Symmetry breaking-induced quasi octahedral sites for direct regeneration of spent lithium-ion battery cathodes

Recycling spent lithium-ion batteries is essential for alleviating resource shortages and environmental pollution, with cathode material recovery being especially significant due to its high content of valuable elements. Relithiation is crucial for the direct regeneration of spent cathodes, and defective structures (Li vacancies, spinel/rock salt) in layered cathodes can only be completely repaired in an environment with adequate Li. However, cathode materials recycled by relithiation suffer the formation of dense spinel/rock salt structure, induced by the migration of transition metals (TMs) to the Li layer and resulting in the creation of TMO₆ octahedron, which hinders Li⁺ transport between adjacent LiO₄ tetrahedra, and further greatly impedes the relithiation of the spent cathodes.

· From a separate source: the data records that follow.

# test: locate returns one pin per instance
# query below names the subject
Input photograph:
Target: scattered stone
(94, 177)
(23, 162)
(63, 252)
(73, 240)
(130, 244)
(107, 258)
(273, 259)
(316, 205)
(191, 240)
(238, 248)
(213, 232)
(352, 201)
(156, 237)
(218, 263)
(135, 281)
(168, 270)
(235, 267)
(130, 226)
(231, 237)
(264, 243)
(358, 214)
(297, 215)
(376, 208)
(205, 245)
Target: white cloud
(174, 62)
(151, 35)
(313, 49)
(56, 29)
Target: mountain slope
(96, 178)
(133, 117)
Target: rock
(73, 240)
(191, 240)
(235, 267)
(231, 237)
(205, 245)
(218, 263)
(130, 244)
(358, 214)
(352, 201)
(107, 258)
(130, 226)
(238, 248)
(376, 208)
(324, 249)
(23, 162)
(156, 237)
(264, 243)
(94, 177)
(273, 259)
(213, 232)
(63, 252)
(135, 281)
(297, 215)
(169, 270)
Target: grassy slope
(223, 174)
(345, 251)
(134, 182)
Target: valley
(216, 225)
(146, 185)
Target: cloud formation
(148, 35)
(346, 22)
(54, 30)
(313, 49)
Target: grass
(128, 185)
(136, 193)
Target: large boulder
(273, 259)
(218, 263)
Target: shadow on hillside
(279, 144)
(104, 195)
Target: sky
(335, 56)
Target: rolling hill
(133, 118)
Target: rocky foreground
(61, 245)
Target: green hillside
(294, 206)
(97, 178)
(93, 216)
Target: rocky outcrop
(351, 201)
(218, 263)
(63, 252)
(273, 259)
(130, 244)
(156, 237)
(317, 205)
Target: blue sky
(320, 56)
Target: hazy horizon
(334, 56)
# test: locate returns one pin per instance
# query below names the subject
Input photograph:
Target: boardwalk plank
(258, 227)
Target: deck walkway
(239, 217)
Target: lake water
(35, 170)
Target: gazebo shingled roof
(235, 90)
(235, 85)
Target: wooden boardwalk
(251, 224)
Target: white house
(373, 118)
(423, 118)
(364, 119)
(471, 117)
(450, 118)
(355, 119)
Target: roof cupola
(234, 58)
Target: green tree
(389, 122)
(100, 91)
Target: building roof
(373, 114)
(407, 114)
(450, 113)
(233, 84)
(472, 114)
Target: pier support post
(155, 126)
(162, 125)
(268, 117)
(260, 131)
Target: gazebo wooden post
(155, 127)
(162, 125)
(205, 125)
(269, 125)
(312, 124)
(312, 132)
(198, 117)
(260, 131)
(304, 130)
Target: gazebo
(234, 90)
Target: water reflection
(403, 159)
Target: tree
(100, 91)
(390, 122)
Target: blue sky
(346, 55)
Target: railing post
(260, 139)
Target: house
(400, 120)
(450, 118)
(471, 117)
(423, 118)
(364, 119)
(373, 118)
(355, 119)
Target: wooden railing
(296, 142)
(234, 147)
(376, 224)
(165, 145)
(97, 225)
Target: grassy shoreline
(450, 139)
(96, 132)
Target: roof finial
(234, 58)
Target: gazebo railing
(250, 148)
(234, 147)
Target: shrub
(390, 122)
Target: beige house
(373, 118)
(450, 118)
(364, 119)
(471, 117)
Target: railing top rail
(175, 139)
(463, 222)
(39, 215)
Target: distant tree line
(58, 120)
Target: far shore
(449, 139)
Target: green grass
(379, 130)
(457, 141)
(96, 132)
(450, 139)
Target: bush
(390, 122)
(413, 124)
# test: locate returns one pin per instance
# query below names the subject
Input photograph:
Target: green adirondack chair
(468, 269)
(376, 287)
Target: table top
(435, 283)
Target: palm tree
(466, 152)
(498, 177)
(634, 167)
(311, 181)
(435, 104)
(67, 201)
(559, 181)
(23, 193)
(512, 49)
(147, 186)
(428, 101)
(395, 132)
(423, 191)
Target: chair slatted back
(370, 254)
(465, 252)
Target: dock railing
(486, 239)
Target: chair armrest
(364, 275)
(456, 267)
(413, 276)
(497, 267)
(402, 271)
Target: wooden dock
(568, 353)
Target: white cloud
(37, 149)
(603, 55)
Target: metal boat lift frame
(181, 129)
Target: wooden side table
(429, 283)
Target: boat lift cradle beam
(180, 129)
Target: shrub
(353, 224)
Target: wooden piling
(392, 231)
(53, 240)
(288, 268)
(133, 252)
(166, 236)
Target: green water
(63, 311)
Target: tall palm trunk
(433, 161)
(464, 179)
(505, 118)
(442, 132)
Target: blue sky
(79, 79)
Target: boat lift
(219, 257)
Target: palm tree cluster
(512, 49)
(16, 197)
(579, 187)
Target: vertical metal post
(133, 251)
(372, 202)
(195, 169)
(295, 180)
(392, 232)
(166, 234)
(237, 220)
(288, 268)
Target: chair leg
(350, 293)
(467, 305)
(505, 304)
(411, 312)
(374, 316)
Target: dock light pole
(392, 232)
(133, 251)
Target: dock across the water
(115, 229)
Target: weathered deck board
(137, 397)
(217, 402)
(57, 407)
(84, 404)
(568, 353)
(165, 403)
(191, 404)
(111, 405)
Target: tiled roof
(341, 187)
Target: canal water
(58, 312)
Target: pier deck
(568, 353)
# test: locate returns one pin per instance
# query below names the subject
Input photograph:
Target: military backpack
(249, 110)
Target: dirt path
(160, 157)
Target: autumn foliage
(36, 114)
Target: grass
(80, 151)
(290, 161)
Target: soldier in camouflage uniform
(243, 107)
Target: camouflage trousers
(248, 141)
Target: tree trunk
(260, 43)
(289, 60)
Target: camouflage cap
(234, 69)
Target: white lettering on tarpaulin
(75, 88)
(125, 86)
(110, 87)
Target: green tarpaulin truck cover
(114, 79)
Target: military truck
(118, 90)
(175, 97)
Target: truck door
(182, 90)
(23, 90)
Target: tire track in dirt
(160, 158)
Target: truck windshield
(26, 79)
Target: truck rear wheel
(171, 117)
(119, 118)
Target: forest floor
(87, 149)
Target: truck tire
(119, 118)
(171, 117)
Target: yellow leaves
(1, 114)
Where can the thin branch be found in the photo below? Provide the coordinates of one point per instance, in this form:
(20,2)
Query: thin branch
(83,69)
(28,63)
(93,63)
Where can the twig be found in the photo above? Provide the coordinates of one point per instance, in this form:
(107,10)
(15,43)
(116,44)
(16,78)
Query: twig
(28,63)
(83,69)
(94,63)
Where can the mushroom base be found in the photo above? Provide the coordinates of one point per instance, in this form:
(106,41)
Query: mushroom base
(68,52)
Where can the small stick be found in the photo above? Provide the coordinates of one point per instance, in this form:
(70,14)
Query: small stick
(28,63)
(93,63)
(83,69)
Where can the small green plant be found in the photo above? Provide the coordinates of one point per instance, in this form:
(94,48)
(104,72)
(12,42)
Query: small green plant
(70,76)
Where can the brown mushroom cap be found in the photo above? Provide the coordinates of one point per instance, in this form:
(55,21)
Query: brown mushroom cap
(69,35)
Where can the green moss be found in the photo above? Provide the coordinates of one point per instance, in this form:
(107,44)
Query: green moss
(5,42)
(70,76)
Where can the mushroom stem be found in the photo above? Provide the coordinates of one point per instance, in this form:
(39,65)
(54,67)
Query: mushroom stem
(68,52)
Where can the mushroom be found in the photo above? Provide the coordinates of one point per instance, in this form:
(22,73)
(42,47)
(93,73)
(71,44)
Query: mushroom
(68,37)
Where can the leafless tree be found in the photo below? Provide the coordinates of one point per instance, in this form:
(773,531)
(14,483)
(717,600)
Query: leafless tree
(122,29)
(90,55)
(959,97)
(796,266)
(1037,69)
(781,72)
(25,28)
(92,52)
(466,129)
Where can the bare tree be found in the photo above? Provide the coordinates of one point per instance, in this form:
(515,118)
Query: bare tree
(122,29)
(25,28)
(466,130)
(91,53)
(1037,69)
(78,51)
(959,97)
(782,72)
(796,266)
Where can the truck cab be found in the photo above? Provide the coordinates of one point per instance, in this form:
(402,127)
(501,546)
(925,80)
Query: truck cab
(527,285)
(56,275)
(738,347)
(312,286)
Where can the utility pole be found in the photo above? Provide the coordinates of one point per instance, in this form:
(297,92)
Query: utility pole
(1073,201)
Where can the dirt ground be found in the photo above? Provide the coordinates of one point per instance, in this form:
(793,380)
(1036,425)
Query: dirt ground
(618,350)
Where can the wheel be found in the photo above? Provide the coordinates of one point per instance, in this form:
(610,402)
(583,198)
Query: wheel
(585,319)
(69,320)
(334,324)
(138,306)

Here, we regulated lattice stress at the defect structures to break the lattice symmetry of the unfavorable TMO₆ octahedron and consequently form a quasi LiO₆ octahedral sites with a low Li⁺ transport energy barrier. This approach ensures a Li-sufficient environment, facilitating the effective relithiation and structural repair of spent cathodes. The combination of theoretical calculations and experimental approaches proves the advantage of symmetry breaking over the traditional relithiation process in repairing the structure of spent cathodes. The proposed repair strategy paves the way for the exploration of more efficient repair methods for spent cathode materials. (Figure presented.)